Comment définiriez-vous votre personnage?
Jean-Pierre Bacri - C'est quelqu'un qui est tombé assez bas dans sa propre estime et qui, un beau jour, décide d'y remonter.
Le rôle est un peu ingrat au départ. Ça ne vous a pas fait peur?
Non, pourquoi? Dans la vie c'est comme ça, on a des moments de fatigue, de tristesse, de déprime, des moments où rien ne va, où on a l'impression d'être abandonné par sa femme, par la vie. Ce qui m'a intéressé, c'est de jouer ce basculement, ce type qui donne un coup de pied et remonte à la surface.
C'est un film qui donne de l'espoir?
Oui, car ce personnage, c'est nous tous. Un assemblage de petites lâchetés et de petits héroïsmes. Le film dit qu'il y a moyen de reconquérir sa propre estime. Et ça, ce n'est pas du cinéma. La vie nous offre toujours des occasions. Des rencontres. Quelle meilleure occasion que de tomber amoureux pour se refaire une santé?
Croyez-vous à LA rencontre? Celle qui change une vie?
Oui. La rencontre avec Agnès Jaoui a fait de moi une bonne moitié de ce que je suis. C'est une rencontre tellement déterminante. Et de manière simultanée, Cuisine et dépendances, la première pièce qu'on a écrite ensemble trois ans plus tard, a bouleversé notre vie, à tous points de vue. C'est ça LE moment pour moi. Agnès en tout premier.
Votre travail d'acteur est-il aussi important que votre travail d'auteur?

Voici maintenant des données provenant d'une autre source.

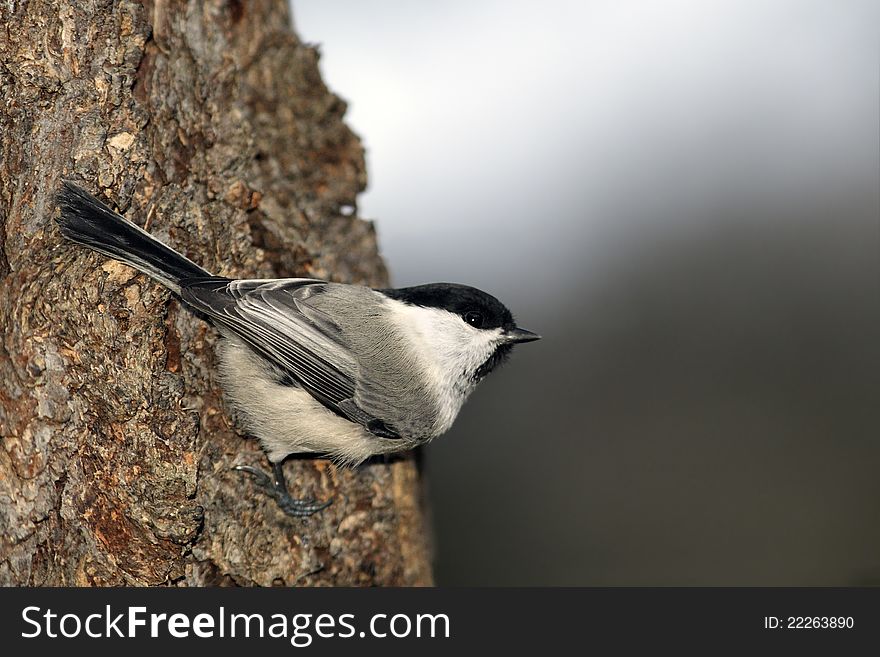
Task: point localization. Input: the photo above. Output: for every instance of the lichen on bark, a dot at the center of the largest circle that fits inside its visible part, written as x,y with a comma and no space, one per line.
207,122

C'est un petit plus anecdotique. Ça touche plus à ma vanité. Quand on me dit tu es formidable, drôle, charmant, c'est ce que j'appelle la vanité. Tout ce qui touche à l'auteur, au scénariste, ça touche à l'orgueil, à l'estime que l'on a de soi. C'est différent. Acteur, c'est à la portée de tout le monde, contrairement à scénariste. Vous savez bien que la moindre présentatrice météo devient actrice du jour au lendemain et s'en sort très bien, d'ailleurs. Bref, je ne méprise pas le métier d'acteur, mais ce n'est pas si grave.
Il y a quand même des bons et des mauvais acteurs...

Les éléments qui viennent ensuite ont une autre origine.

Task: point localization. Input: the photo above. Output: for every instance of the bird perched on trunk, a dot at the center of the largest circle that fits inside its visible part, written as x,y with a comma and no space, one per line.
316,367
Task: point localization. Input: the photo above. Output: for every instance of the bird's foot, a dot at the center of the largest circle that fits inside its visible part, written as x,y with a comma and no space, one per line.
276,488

Oui. Un bon acteur, selon moi, c'est quelqu'un qui a de la feuille.
C'est-à-dire?
C'est un acteur qui a une bonne oreille. Quand j'écris, je m'en rends compte. Écrire, c'est composer. Ensuite, pour pouvoir bien dire un texte, il faut bien l'entendre. Avoir l'oreille musicale. La manière d'entendre, c'est la manière de dire. Alors seulement le spectateur se dit: c'est saisissant, on se croirait dans la vie.

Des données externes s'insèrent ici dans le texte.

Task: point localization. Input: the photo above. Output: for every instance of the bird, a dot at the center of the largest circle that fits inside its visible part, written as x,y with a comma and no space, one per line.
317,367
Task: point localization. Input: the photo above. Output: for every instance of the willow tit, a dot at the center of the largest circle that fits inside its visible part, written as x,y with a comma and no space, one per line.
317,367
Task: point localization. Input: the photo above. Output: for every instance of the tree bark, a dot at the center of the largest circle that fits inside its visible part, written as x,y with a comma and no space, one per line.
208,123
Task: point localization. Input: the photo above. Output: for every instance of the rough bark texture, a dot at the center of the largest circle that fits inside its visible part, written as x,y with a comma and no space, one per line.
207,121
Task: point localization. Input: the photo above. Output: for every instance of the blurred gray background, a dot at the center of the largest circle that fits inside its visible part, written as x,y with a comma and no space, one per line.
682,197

En filigrane, le film défend la cause des sans-papiers. Vous revendiquez cet engagement politique?
Oui, mais je suis toujours honteux quand on me dit que je suis un acteur engagé. Quelqu'un d'engagé va vivre en Inde et donne trois ans de sa vie pour les autres. Moi, je suis assis dans un canapé et je dis juste en quoi je suis à gauche. Si s'engager, c'est simplement s'exprimer, alors c'est pas grand-chose!
Certains acteurs ne veulent pas parler de leurs opinions...
Oui, parce qu'ils veulent conserver le public entier. Ce ne sont pas des acteurs mais des comptables. Des épiciers qui veulent préserver leur clientèle. Moi, j'en n'ai rien à foutre. Ça, c'est pas être engagé de dire ce qu'on pense, c'est être libre. Je ne me préoccupe pas de penser si le public va aimer ou pas mes opinions. Le principal, pour moi, c'est de comprendre ce que je dis.
Votre liberté de ton, d'où vient-elle?
Je ne sais pas. Donnez-moi vingt-quatre heures pour y répondre, pas cinq minutes... La question est peut-être plus intéressante que la réponse. En tout cas, c'est le sujet de nos films avec Agnès, on écrit sur la liberté de penser, sur l'indépendance d'esprit. Peut-être qu'il faut voir nos films pour y répondre.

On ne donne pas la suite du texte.